I have to do a lot of calculations that take lot of time, and using a Do loop is simply too long. It is the first time I am using ParallelDo and it is not working as fast as it should. I am sure it is an easy fix, likely due to how I define the variables (shared, not shared... I cannot understand how to do it right).
My code is the following:
(*Parameter to set the size of the computation. in the final version will be 15*)
Dim = 8;
(*Matrices considered*)
eHe = RandomReal[{-1, 1}, {2^Dim, 2^Dim}];
eHe = eHe + ConjugateTranspose[eHe];
(*Some parameters*)
Nst = Log2[Length[eHe]]
SysDim = N[2^Nst];
(Matrices for the scalar product)
PauliString = {"Id", "X", "Y", "Z"};
S0 = SparseArray[{{1, 1} -> N[1], {2, 2} -> N[1]}];
S1 = SparseArray[{{1, 2} -> N[1], {2, 1} -> N[1]}];
S2 = SparseArray[{{1, 2} -> N[-I], {2, 1} -> N[I]}];
S3 = SparseArray[{{1, 1} -> N[1], {2, 2} -> N[-1]}];
SVec = {S0, S1, S2, S3};
(Parameters for the ParallelDo)
Soglia = 10^-10;
Hper = eHe;
resHper = {};
SetSharedVariable[resHper];
(ParallelDo)
ParallelDo[
tmp = Tr[
ConjugateTranspose[
Apply[KroneckerProduct,
Table[SVec[[el[[j]]]], {j, 1, Nst}]]].Hper]/SysDim;
If[Abs[tmp] > Soglia,
AppendTo[resHper,
Flatten[
Append[{tmp},
Table[PauliString[[el[[j]]]], {j, 1, Nst}]
]
]
]
]
, {el, Tuples[{1, 2, 3, 4}, Nst]}]
Here, Hper and Apply[KroneckerProduct,Table[Vec[[el[[j]]]],{j, 1, Nst}]]] are matrices and Table[PauliString[[el[[j]]]] a table of strings. The ParallelDo loop actually works, but is seemingly much slower if compared to a normal Do loop...

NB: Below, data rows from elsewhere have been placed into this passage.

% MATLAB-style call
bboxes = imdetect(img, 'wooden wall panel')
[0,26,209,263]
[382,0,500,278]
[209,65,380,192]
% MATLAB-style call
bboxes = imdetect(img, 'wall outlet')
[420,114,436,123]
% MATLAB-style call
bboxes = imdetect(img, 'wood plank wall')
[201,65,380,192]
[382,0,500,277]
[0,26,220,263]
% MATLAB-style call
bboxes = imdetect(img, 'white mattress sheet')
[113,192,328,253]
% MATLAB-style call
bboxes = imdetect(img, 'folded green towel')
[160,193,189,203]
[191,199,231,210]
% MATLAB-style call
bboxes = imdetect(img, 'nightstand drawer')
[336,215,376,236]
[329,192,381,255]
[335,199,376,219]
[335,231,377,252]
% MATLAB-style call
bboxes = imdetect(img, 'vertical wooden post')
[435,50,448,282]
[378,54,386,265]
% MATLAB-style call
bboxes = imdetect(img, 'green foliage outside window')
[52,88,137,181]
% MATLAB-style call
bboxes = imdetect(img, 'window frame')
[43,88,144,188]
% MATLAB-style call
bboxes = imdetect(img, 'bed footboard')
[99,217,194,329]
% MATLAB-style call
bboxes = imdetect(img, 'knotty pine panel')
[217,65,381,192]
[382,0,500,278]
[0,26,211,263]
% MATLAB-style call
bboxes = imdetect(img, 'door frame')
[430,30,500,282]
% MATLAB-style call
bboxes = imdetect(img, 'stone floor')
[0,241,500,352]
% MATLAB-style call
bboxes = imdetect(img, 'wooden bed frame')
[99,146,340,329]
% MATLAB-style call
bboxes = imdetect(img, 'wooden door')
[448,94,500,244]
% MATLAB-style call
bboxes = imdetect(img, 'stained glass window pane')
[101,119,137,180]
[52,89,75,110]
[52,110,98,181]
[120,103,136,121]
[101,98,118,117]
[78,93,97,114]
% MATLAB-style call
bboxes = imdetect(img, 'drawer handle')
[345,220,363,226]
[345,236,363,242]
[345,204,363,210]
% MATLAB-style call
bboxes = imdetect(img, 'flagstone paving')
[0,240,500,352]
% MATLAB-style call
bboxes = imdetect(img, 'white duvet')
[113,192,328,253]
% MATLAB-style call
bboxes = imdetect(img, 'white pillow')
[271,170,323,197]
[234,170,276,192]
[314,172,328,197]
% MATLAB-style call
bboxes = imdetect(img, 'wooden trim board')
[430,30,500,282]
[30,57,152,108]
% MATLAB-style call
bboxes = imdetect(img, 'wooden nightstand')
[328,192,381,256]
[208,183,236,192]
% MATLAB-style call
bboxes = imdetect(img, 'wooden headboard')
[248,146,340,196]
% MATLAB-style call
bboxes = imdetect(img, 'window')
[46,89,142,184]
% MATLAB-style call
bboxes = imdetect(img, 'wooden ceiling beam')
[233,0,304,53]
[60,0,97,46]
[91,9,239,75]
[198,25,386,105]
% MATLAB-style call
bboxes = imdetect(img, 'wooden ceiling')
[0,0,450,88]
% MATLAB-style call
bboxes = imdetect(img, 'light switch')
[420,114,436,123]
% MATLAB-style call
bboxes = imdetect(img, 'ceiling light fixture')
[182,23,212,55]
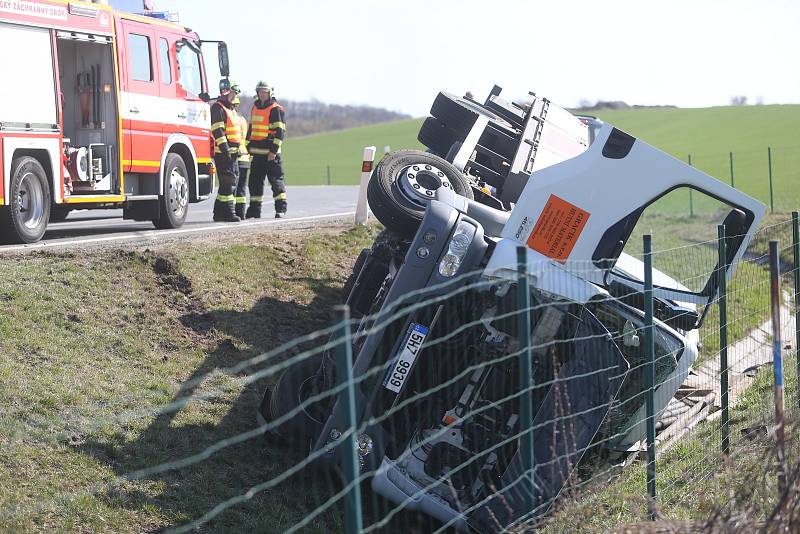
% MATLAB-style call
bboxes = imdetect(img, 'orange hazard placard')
[528,195,589,263]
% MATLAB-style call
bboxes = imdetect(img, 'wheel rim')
[167,167,189,219]
[17,172,44,230]
[395,163,453,207]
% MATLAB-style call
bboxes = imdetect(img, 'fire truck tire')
[49,204,72,222]
[153,154,189,229]
[367,150,473,238]
[0,156,50,243]
[417,117,464,157]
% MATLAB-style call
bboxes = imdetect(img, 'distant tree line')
[230,95,411,137]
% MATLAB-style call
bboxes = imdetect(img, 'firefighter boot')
[246,200,261,219]
[214,200,241,222]
[275,198,288,219]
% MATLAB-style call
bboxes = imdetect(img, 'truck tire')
[153,154,189,230]
[417,117,466,158]
[48,204,72,222]
[0,156,50,243]
[367,150,473,238]
[265,355,335,446]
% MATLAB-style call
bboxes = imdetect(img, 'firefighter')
[211,79,242,222]
[232,92,250,219]
[246,81,287,219]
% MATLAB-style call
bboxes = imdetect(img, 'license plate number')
[383,323,429,393]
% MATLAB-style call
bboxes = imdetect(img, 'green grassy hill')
[284,105,800,210]
[283,119,425,185]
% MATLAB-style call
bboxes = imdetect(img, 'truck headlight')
[439,221,476,278]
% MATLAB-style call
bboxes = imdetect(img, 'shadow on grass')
[81,278,444,533]
[82,280,350,532]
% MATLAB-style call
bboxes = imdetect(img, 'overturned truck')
[258,87,764,532]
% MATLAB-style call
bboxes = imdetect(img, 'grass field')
[283,119,425,185]
[284,105,800,213]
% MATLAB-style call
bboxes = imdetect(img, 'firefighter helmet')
[256,80,275,96]
[219,78,231,96]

I have spent really long time, and have not understood where the problem is. Any help would be really appreciated. Thanks!
UPDATE: The code above now seems to yield the correct result, but is much slower than expected. I have benchmarked the code by substituting ParallelDo with Do and the first takes up to 18 times longer if compared to Do. I have checked the CPU and it is always mostly unused when using the ParallelDo. I guess it is because Mathematica has trouble with the tmp variable inside the ParallelDo?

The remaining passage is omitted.